Pourquoi ne pas accepter cette proposition ? Il y a quelques semaines, le ministre des Affaires étrangères mais surtout ex-ministre des Finances, Didier Reynders, avait évoqué la possibilité de négocier un accord Rubik avec la Suisse. Mais cette idée génératrice de recettes rapides pour l’Etat belge avait été accueillie avec beaucoup de retenue par les partenaires du gouvernement. D’abord sur le plan des principes, notamment par l’inflexible Secrétaire d’Etat à la lutte contre la fraude, John Crombez (sp.a), mais aussi en raison d’un manque de visibilité sur les effets périphériques de ce texte, par le PS et le cdH. Manque de visibilité ? Du point de vue des spécialistes, en dehors de tout jugement moral, cet accord ne générerait d’une part que des recettes relativement faibles en regard des montants estimés, soit quelque 200 millions d’euros. D’autre part, fondamentalement, les capitaux logés en Suisse ne profiteraient plus par la suite que de manière infime à l’économie belge.
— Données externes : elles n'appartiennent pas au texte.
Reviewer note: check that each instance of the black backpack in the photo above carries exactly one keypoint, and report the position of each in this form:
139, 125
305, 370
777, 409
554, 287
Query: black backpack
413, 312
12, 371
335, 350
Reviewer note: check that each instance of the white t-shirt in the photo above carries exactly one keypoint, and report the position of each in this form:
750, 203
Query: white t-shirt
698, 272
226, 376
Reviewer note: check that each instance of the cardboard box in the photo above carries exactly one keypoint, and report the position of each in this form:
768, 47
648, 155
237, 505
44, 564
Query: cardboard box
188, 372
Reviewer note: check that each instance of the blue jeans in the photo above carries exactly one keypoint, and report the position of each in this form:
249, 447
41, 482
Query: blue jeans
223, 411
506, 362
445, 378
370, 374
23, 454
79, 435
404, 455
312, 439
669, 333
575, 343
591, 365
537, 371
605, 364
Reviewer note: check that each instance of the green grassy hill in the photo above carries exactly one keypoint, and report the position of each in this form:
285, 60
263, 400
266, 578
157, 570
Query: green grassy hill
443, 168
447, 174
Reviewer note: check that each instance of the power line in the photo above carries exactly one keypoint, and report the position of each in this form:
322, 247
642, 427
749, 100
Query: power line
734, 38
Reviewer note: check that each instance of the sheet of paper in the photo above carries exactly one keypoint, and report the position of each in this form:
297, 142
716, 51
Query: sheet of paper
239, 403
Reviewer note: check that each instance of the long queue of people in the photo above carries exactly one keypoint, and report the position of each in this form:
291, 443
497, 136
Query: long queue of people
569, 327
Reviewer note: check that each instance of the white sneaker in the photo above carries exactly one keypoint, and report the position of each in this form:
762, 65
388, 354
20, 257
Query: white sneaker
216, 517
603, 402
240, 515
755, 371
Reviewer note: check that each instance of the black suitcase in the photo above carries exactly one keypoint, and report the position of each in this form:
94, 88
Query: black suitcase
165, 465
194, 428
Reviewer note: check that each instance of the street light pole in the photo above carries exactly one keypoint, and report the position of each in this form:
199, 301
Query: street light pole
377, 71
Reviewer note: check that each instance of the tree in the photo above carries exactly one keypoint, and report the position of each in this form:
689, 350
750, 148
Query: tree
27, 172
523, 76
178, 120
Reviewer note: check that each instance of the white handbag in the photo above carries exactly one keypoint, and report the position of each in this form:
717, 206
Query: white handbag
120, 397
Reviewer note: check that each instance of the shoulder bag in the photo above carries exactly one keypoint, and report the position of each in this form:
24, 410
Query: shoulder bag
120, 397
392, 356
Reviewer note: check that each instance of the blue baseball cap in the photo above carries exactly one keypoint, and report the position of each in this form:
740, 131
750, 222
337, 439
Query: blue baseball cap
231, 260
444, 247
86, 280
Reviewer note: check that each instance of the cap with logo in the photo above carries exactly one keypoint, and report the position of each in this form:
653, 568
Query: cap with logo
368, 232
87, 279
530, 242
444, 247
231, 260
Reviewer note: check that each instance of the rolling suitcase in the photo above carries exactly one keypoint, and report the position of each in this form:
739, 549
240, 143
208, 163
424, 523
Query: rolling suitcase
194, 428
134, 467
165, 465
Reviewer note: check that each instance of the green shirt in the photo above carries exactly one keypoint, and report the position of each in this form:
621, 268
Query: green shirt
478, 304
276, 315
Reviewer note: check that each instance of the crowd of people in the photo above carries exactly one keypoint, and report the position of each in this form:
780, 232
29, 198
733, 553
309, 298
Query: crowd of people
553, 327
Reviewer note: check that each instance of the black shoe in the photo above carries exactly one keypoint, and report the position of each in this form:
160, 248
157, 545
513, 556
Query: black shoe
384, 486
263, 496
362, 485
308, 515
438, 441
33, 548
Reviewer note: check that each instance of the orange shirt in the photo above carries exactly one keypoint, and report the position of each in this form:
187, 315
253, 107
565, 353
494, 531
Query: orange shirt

Enfin, comment, par la suite, savoir dans quelle mesure ces capitaux invisibles du fisc belge ne sont pas liés d’une manière ou d’une autre aux activités de la pègre ? Même en Suisse, le débat sur la question est âpre, certains cantons étant eux-mêmes victimes d’évasion fiscale au profit d’autres cantons.

Qu’en pensent les autres pays contactés par les autorités suisses ? On a déjà évoqué des avancées avec l’Allemagne, des accords avec l’Autriche et la Grande-Bretagne. Et des négociations doivent débuter avec la Grèce. Mais chez le grand voisin allemand, le débat politique est loin d’être clos à ce propos, et la France a calé net. Et le projet Rubik pourrait bien se solder par un échec. En coulisses, on évoque enfin des "systèmes" alternatifs mis en place pour délocaliser les capitaux vers des places exotiques comme Singapour, les "conseillers" suisses restant maîtres des opérations

P.V.C.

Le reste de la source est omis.